An ambitious proposal to evenly distribute low-income kindergarten students throughout all public schools on the east side of downtown Manhattan beginning in fall 2017 has been put on hold by the Department of Education.
The concept had strong support from parent leaders on the community education council for District 1, which includes the Lower East Side and the East Village. But city officials said there weren't enough details and they need more information before implementing it. Parents begin applying to kindergarten next month.
Deputy Chancellor Josh Wallack told WNYC this doesn't mean the idea is dead. He said it could still be enacted in fall 2018.
“We are committed to working with District 1 to do this right — not just to push forward without a real, strong plan that will meet the district’s goals," he said in a statement. "We are in ongoing conversation with District 1 and are helping them re-analyze data and build models that can bring our shared goal of increased diversity district-wide closer to reality."
Parent leaders in District 1 want to switch to an admissions system called controlled choice. In this system, which is used in other cities around the country, families rank their preferred schools. The city would then consider whether their children qualify for free or reduced price lunch when assigning incoming kindergarten and pre-kindergarten students to every school. The goal is to ensure each school has a population that's close to the district-wide average, instead of having some schools with high concentrations of poor kids and others with very few.
The district hired a Cambridge-based consultant, Michael Alves, to see how parent choice would have been affected if each school set aside seats for low-income children in the 2015-16 school year. Alves agreed with city officials that his study, completed this fall, was incomplete.
However, he said, his simulation of a new admissions system had promising results. "Some of these schools, if they had applied the so-called set-aside, would have achieved the socioeconomic goal," he said. "That strongly indicates that this is certainly doable."
Alves's simulation used all 1,278 kindergarten applications for the fall of 2015. He found little overall impact on family choice. About 85 percent of families who live in the district would still get their first choice school. That's because schools give priority to children who attended pre-kindergarten or whose older siblings are already enrolled. This meant only about 35 percent of seats were available for everyone else.

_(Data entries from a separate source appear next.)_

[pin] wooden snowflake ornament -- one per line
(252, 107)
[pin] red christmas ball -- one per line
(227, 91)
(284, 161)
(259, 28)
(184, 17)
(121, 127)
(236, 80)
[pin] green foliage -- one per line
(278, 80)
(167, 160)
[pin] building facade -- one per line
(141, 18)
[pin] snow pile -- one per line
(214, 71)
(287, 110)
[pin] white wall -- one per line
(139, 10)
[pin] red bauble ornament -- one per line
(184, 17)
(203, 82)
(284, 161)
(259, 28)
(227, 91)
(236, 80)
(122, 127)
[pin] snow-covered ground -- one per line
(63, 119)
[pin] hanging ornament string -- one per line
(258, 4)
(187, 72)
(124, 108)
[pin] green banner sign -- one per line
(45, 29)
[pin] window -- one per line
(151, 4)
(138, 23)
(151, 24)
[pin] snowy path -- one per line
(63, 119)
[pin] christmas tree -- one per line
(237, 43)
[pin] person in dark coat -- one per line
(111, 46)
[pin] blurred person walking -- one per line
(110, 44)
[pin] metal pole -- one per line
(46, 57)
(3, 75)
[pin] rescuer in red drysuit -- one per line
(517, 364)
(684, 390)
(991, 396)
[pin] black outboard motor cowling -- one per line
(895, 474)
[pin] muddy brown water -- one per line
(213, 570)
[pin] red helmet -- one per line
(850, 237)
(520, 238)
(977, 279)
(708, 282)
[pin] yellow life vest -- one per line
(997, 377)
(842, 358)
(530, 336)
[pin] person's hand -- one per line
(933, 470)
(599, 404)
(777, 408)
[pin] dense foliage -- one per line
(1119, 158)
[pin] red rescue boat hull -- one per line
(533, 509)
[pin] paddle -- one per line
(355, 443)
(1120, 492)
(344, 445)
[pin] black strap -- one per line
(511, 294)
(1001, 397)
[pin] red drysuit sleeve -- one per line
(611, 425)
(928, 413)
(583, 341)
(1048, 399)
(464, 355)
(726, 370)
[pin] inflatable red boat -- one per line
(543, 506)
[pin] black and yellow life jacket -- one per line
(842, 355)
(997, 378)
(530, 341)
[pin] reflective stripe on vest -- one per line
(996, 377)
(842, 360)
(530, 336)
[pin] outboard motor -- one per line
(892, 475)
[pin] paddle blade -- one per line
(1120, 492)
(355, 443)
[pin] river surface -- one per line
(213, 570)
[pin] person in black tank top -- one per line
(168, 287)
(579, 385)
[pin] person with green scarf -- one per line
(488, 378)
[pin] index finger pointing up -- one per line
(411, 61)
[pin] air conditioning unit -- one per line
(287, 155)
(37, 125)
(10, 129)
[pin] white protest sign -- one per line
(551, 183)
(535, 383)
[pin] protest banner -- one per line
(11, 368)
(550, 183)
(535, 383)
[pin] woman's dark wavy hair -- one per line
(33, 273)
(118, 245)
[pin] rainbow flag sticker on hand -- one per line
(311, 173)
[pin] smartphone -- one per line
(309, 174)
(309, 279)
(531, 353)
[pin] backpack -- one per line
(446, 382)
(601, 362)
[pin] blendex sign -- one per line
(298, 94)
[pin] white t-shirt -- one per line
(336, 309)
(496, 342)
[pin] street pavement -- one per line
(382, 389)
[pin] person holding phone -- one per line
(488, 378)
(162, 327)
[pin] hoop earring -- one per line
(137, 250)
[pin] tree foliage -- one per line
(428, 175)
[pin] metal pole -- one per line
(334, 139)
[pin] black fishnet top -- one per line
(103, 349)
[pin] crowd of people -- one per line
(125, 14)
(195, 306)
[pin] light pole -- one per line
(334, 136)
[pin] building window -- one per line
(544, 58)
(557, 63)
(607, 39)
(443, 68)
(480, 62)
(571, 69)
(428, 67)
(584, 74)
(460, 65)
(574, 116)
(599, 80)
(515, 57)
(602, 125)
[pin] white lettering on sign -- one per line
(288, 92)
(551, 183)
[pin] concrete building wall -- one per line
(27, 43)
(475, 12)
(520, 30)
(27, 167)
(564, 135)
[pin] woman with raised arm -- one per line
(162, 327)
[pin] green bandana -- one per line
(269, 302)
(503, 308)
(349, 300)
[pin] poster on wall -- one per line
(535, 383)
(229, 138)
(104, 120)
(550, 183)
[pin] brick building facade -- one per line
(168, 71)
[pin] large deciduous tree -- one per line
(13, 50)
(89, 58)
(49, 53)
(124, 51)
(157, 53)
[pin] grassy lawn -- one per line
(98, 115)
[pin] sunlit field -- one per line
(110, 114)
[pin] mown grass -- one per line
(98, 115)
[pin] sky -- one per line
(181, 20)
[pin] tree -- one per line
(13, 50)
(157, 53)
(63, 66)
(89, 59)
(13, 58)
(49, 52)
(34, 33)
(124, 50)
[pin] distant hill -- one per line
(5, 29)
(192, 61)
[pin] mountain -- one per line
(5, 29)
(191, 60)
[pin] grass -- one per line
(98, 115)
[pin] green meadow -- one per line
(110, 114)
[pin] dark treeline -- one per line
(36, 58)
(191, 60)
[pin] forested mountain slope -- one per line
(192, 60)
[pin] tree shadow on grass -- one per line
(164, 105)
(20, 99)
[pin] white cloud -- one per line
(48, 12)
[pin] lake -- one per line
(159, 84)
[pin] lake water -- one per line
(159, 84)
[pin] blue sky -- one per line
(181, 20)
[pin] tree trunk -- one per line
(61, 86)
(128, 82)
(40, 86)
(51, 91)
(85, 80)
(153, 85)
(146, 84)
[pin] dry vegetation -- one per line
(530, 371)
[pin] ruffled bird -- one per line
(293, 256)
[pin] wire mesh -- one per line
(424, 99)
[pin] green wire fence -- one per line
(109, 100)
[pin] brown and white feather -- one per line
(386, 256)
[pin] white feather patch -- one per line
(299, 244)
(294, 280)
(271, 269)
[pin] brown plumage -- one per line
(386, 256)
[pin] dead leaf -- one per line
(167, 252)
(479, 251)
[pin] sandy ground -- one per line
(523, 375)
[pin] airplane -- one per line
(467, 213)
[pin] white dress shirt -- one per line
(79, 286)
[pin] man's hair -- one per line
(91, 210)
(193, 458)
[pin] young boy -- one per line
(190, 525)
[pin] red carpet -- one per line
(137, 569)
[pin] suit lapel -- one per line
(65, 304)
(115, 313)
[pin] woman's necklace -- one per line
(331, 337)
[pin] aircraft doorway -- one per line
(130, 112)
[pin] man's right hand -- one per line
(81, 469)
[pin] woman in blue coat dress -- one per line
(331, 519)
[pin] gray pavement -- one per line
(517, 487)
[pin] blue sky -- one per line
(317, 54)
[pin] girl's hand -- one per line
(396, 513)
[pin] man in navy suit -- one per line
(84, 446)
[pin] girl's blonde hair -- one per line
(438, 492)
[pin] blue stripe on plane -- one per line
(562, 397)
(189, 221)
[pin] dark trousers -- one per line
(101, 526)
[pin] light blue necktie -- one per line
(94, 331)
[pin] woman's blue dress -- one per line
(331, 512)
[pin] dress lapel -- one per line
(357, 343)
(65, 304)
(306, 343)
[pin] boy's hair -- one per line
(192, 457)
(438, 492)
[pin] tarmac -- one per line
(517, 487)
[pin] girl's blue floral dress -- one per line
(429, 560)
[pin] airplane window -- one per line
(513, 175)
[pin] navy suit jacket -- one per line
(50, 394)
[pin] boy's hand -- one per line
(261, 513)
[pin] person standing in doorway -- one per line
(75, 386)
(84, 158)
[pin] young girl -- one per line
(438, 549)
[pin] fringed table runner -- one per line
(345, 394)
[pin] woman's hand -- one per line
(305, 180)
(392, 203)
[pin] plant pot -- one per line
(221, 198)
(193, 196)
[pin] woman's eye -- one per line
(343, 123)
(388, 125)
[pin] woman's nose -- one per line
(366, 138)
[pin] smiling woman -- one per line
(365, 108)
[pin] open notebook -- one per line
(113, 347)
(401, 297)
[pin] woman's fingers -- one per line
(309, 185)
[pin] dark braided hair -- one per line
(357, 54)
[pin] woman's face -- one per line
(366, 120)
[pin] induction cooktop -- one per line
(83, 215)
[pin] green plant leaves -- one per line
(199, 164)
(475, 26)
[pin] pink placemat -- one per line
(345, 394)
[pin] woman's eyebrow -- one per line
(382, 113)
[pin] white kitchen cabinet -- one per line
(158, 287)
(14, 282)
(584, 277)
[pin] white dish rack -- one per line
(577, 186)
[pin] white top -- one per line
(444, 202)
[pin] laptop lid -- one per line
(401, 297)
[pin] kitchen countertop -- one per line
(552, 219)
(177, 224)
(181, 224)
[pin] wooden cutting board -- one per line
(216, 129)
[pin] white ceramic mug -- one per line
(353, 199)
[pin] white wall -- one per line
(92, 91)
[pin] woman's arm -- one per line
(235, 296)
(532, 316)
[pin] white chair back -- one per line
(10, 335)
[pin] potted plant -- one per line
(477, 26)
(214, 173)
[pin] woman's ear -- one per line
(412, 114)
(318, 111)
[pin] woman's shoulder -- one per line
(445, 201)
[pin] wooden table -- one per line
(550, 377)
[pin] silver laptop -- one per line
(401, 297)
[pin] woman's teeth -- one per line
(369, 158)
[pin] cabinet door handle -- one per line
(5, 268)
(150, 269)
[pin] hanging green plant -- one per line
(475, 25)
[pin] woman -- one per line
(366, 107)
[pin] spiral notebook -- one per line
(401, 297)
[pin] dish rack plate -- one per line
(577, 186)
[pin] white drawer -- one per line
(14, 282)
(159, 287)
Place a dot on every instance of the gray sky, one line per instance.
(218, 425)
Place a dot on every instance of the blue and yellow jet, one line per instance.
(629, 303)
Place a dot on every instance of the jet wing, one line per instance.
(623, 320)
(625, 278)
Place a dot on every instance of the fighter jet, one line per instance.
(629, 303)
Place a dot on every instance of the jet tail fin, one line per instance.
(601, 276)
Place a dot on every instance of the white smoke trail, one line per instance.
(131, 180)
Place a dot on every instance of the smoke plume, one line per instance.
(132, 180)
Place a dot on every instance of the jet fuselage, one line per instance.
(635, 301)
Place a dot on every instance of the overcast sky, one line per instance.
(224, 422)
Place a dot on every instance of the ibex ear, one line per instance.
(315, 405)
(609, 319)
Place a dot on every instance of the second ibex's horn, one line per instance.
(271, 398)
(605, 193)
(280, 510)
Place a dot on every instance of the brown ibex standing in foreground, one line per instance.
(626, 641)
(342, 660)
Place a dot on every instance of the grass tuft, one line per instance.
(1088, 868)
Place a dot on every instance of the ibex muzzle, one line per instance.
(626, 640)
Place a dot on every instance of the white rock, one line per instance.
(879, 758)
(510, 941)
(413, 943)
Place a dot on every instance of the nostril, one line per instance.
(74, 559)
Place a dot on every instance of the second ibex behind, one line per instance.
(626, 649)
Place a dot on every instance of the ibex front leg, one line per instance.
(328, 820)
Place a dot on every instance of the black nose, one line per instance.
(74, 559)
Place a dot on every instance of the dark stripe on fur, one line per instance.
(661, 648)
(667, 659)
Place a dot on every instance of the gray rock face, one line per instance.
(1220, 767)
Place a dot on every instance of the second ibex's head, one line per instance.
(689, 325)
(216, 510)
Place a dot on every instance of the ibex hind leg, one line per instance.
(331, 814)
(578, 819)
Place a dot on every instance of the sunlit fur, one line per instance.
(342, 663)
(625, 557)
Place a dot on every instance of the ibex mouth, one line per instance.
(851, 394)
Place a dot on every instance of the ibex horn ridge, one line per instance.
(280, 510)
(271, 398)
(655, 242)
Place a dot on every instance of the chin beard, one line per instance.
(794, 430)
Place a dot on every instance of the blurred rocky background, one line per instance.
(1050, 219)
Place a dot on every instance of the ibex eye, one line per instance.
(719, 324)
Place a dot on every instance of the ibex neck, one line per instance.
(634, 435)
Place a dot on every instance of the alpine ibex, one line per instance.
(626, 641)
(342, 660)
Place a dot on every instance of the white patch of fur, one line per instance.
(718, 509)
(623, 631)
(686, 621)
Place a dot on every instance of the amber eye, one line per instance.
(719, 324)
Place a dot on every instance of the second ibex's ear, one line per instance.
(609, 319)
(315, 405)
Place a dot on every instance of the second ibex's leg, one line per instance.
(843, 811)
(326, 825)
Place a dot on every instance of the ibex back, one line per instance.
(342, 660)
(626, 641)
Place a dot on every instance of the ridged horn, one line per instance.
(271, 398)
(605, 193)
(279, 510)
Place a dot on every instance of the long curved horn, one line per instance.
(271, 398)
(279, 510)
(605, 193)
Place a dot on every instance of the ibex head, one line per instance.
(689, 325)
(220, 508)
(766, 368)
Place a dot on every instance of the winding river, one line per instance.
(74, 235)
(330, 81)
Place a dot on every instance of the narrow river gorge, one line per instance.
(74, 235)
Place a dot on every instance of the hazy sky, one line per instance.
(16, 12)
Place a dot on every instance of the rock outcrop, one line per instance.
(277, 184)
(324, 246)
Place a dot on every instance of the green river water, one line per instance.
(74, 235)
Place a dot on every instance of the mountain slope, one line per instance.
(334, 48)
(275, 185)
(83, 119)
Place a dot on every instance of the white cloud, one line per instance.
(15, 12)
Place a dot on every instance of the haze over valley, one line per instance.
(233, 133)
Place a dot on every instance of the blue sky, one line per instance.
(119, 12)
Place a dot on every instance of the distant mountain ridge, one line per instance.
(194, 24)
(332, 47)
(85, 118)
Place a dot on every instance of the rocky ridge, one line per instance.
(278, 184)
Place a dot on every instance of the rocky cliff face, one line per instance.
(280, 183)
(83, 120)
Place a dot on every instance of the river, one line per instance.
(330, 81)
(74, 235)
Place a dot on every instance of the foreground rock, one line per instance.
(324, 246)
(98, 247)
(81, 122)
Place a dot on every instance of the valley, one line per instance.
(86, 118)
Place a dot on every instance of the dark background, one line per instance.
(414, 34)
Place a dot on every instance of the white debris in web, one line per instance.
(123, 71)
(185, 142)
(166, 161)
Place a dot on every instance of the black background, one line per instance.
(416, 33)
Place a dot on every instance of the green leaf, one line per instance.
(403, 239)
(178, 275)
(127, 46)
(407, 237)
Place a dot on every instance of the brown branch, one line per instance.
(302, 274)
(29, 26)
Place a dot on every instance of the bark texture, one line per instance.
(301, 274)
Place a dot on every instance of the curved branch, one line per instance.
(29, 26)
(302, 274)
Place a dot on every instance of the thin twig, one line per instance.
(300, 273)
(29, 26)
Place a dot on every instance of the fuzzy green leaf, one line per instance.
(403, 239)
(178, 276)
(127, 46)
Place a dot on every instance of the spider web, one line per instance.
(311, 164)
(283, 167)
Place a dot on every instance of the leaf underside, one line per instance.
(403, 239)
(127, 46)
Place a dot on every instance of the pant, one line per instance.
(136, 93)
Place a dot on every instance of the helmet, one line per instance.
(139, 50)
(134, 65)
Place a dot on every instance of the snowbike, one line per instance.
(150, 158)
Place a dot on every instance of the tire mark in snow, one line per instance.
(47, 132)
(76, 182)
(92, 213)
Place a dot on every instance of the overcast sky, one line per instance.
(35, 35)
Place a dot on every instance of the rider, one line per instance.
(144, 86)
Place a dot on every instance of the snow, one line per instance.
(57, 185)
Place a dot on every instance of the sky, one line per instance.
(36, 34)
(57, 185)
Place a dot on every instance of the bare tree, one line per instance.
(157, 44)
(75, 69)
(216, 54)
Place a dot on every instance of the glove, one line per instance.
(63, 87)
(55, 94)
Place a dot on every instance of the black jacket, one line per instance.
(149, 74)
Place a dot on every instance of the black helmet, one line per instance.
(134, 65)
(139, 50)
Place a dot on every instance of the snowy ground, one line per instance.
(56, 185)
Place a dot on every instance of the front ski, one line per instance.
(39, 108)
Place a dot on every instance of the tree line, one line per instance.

Nonetheless, Alves's study found more schools would have enrolled in kindergarten classes that resembled the district-wide elementary school average: 64 percent of kids qualifying for free and reduced price lunch in grades K-5. He said eight or nine of the 17 elementary schools would have had kindergarten classes within 5 or 10 percentage points of that goal. By contrast, only four local schools were actually within that range in the 2015-16 school year.
Alves conceded his data was incomplete. Parent leaders also want the new admissions system to consider a family's education level and whether the students are in temporary housing — data the Department of Education doesn't keep.
He said he's been working well with department officials to generate more data so that a controlled choice admissions system can be presented to the district and implemented in time for fall 2018. The district won a $1.5 million socioeconomic integration grant from the state to explore a new admissions system, and the department insisted the grant's timeline won't be a hindrance.
Members of the District 1 community education council have expressed frustration with the slow pace of the implementation. Some even accused the city of holding it hostage. Luke Henry, president of the community education council, said he still thinks it's "entirely feasible" for the city to implement controlled choice with pre-kindergarten applications for the fall of 2017, even if kindergarten seems too ambitious. He noted that the city has had "much more forgiving timelines" with another diversity project involving District 3 on the Upper West Side.
Meanwhile, if controlled choice does come to District 1, it's unknown what will happen to four schools in the district that have already won approval to set aside seats for low-income students. It's presumed they'd be included in the new admissions system because experts said controlled choice must include the entire district in order to work.